Przypomnijmy, że hip-hopowy potentat usłyszał zarzuty wymuszania haraczy, handlu usługami seksualnymi i sutenerstwa. Raper chciał wyjść z aresztu za kaucją, proponował poręczenie w wysokości 50 mln dolarów (2 mln dolarów w gotówce, reszta w nieruchomościach), ale sędzia nie przychylił się do jego prośby. Obecnie Diddy przebywa w więzieniu Metropolitan Detention Center (MDC) na Brooklynie.
MDC jest znane z tego, że jest w nim niebezpieczne i jest niedostatecznie obsadzone personelem. Ośrodek charakteryzuje wysoki wskaźnik śmiertelności i samobójstw. Obecnie w ośrodku przebywa około 1600 więźniów, z których wielu oczekuje na procesy. Podczas składania wniosku o zwolnienie Combsa za kaucją, prawnicy potentata zauważyli, że „kilka sądów w tym okręgu uznało, że warunki w Metropolitan Detention Center nie nadają się do tymczasowego aresztowania” i dodali:
– Wcześniej tego lata zamordowano tutaj więźnia. Co najmniej czterech więźniów popełniło tam samobójstwo w ciągu ostatnich trzech lat.
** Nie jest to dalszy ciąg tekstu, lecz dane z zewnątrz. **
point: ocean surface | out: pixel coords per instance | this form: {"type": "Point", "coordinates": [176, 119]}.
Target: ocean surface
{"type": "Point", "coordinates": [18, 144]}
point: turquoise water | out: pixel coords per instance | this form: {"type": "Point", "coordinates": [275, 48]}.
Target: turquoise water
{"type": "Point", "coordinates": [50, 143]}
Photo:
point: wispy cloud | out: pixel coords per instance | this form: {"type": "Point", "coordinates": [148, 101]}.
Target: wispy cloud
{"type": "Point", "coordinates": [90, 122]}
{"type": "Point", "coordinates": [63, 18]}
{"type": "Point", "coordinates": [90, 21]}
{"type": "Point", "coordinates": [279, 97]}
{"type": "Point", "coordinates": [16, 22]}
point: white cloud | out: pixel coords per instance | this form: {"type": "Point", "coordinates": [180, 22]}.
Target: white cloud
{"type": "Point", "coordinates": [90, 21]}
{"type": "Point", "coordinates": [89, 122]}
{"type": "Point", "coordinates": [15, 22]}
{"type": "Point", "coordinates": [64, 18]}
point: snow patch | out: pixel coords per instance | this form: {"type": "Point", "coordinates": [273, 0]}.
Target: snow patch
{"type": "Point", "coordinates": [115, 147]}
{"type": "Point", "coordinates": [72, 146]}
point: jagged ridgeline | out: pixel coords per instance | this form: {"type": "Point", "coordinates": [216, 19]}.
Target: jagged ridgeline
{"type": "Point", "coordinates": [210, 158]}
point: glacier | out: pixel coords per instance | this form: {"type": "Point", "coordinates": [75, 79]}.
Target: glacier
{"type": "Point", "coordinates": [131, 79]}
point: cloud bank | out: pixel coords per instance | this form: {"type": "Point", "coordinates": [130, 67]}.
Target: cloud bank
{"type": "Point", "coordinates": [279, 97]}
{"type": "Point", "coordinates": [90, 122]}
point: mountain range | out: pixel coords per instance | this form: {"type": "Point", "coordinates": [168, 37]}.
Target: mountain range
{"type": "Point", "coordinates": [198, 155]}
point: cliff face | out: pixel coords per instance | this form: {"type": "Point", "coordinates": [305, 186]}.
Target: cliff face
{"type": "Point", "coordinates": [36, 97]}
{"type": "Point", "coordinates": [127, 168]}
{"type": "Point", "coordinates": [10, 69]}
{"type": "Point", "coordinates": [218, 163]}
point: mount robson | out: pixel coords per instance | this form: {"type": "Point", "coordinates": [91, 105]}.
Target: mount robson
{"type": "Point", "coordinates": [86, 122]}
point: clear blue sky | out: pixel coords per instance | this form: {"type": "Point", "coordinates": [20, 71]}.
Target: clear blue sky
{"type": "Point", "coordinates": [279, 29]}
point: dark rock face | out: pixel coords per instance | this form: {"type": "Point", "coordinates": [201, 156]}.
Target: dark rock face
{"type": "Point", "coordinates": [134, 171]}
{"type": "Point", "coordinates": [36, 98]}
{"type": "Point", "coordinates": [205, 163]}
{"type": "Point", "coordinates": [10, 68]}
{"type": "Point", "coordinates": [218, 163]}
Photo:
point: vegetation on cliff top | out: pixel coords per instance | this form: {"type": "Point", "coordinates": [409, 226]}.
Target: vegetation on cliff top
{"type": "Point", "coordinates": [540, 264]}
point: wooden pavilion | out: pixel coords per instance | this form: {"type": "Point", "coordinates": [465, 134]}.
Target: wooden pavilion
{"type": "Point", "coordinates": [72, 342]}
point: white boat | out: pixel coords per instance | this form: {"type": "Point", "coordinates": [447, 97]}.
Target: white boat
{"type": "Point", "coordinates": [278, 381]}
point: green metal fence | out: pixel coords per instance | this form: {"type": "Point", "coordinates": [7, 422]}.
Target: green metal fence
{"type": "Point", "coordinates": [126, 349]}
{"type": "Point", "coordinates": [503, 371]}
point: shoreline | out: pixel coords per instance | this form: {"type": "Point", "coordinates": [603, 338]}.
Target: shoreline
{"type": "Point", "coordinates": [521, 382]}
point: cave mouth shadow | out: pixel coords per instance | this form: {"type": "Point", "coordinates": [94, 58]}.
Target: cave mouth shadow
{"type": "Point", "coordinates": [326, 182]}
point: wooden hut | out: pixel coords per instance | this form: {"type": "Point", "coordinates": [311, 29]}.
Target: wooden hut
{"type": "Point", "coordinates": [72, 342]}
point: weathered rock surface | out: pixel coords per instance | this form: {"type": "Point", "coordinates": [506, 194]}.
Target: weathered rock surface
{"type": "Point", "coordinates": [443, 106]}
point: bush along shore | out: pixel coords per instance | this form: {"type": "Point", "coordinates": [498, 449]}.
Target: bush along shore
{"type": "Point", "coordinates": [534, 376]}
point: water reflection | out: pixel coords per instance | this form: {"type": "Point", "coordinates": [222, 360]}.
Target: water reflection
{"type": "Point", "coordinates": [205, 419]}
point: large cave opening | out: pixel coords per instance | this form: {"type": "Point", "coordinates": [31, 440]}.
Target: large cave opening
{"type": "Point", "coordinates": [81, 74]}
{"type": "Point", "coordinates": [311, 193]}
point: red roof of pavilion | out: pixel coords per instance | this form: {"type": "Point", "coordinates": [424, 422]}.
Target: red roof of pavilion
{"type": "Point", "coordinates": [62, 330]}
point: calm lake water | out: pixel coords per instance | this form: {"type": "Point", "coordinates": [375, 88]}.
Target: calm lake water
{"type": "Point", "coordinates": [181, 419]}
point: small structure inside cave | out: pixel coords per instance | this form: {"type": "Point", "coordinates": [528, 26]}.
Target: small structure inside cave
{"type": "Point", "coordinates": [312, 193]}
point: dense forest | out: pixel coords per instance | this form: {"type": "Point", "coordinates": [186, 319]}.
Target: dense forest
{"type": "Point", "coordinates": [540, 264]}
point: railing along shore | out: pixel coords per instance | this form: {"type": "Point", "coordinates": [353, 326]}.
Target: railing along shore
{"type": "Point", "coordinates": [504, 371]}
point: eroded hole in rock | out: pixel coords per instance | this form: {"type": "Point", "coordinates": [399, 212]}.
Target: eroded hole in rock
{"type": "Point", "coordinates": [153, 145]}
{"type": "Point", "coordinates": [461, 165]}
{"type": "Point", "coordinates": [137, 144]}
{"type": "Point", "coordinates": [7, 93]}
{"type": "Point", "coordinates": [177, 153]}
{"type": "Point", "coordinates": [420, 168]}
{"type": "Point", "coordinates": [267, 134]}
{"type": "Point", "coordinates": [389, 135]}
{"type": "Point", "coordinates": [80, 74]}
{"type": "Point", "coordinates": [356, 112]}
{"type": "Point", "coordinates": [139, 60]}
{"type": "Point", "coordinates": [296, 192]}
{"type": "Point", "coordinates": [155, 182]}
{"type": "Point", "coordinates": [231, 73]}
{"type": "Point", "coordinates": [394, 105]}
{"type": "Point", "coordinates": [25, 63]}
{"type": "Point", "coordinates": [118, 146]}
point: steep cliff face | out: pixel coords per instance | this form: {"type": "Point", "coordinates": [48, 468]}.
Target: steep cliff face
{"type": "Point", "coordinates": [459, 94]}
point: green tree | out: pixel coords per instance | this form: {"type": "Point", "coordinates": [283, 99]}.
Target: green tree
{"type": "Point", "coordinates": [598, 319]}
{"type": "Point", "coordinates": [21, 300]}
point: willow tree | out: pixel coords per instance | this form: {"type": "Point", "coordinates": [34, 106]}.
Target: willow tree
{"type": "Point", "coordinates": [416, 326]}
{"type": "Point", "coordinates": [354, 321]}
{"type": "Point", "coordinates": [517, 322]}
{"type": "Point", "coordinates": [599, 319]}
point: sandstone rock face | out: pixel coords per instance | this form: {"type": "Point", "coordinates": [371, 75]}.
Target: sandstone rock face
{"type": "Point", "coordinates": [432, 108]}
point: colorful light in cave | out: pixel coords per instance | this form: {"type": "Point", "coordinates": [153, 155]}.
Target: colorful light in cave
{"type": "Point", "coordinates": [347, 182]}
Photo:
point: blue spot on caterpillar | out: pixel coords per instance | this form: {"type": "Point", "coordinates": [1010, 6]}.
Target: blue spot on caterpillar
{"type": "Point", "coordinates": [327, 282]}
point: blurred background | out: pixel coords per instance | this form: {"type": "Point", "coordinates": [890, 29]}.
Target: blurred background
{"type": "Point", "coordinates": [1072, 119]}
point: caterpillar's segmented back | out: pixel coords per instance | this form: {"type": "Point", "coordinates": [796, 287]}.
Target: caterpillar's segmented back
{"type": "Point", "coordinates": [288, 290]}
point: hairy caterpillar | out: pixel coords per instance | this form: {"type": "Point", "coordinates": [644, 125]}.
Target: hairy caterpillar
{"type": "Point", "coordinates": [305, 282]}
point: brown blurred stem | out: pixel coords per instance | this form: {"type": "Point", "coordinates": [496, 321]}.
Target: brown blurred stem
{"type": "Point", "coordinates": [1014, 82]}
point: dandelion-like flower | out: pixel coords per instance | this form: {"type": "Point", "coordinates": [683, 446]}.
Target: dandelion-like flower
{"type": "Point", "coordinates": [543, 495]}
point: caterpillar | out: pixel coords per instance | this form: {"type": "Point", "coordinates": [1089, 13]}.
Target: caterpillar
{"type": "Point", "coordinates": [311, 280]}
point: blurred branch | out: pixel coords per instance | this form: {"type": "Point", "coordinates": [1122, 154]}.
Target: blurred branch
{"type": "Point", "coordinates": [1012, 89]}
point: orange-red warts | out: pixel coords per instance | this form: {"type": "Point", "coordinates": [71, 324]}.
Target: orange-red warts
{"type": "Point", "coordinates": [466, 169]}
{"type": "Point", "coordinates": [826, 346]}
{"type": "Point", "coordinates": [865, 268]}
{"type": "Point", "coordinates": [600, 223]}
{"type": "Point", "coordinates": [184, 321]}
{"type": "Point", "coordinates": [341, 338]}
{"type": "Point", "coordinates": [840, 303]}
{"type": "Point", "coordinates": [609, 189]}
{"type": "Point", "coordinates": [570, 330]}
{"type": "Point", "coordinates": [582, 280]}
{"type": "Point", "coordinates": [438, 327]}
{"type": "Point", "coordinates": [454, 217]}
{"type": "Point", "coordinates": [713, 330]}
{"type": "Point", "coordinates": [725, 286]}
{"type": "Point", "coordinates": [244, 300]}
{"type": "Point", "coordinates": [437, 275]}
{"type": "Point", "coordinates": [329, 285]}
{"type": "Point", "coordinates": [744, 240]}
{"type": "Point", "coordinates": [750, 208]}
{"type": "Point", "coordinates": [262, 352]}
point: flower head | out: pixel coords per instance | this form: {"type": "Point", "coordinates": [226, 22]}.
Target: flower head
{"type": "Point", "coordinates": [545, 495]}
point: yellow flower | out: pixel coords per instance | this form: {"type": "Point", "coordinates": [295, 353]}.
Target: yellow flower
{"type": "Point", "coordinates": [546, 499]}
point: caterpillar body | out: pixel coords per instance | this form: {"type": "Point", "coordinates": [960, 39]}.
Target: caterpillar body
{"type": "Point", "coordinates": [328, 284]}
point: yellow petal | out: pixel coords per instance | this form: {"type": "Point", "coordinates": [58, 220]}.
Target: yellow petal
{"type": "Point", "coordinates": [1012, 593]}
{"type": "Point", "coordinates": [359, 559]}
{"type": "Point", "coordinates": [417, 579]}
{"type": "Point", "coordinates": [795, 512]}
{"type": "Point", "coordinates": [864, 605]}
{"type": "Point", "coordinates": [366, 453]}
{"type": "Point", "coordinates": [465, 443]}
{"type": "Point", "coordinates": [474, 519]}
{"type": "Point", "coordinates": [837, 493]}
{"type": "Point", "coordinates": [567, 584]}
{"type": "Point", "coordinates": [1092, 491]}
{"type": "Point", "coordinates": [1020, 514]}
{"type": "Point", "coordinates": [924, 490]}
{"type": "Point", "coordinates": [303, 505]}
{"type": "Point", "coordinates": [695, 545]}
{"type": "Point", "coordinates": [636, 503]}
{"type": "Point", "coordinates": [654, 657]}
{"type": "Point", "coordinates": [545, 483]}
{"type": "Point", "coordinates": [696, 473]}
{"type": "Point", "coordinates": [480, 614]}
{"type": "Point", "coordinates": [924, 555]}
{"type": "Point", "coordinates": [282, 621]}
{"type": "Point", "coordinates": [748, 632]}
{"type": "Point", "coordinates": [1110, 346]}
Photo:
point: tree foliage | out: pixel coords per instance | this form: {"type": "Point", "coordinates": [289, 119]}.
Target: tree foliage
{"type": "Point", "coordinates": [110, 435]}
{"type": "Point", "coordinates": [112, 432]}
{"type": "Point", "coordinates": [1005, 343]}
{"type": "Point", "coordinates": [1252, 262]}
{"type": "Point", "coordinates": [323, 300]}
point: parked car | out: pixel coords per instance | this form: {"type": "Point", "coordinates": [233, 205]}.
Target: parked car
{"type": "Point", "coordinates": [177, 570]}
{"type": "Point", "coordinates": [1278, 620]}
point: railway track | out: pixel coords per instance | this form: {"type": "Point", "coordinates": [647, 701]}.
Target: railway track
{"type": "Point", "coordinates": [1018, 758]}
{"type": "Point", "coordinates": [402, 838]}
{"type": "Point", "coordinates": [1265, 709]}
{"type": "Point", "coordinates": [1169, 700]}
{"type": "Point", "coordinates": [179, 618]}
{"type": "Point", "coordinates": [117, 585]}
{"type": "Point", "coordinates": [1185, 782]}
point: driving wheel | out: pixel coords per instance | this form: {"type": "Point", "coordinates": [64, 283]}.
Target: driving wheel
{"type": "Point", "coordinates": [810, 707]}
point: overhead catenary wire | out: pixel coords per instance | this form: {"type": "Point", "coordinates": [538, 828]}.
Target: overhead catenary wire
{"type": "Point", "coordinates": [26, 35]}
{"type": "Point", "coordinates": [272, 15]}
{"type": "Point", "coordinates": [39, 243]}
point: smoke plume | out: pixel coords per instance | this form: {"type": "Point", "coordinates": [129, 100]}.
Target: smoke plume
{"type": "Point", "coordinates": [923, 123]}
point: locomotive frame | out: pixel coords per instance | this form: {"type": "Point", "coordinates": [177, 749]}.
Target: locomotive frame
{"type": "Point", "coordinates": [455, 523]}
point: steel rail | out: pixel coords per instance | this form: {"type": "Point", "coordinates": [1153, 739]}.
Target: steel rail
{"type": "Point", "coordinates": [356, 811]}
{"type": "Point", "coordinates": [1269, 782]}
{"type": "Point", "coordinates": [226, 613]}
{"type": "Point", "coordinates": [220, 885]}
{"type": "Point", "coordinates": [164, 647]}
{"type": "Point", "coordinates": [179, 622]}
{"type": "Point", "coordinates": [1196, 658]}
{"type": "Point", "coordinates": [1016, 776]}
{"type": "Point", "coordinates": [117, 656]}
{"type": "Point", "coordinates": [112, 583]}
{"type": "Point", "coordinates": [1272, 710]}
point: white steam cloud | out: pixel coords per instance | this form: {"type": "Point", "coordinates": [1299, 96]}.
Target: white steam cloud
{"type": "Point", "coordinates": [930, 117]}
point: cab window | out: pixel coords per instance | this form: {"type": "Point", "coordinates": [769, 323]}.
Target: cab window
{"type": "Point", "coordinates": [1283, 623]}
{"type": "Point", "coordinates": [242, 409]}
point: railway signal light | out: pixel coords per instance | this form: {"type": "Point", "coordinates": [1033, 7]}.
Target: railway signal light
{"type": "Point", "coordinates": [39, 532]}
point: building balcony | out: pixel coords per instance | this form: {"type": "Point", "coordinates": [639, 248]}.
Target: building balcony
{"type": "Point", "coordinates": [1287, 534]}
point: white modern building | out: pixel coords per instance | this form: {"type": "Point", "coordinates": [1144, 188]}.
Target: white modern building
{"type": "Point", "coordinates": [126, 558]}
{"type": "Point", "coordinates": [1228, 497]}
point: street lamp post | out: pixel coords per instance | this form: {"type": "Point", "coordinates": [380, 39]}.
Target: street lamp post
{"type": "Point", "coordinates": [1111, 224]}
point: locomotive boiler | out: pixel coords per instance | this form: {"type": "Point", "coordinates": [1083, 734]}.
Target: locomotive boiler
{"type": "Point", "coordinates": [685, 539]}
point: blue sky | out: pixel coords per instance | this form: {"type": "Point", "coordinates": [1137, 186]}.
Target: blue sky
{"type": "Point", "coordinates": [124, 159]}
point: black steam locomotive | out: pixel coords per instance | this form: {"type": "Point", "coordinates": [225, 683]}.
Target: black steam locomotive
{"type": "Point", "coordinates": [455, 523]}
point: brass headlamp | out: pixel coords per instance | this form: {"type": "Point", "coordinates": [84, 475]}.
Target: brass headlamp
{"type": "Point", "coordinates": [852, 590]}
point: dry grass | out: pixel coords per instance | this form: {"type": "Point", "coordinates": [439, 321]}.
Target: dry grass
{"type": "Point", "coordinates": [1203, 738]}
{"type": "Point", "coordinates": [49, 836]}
Prawnik Diddy’ego, Marc Agnifilo niedawno poprosił sąd o przeniesienie swojego klienta do Essex County Correctional Facility w Newark w stanie New Jersey. Sprawa jest obecnie rozpatrywana.
Jak donosi jednak magazyn People, Puff Daddy został objęty nadzorem, którym obejmowani są więzienie o skłonnościach samobójczych. Wszystko wskazuje na to, że władzom MDC nie na rękę byłoby, gdyby tak znanemu więźniowi jak Diddy, stała się tam krzywda.
Prawnik rapera twierdzi, że dyrektywa dotycząca nadzoru pod kątem samobójstw została wydana przez urzędników MDC jako rutynowy środek dla „nowych, znanych więźniów”. Dodał, że spędził sześć godzin z Combsem w ośrodku zatrzymań i powiedział, że „wcale nie ma myśli samobójczych”, ale raczej „jest silny, zdrowy, pewny siebie i skupiony na swojej obronie”.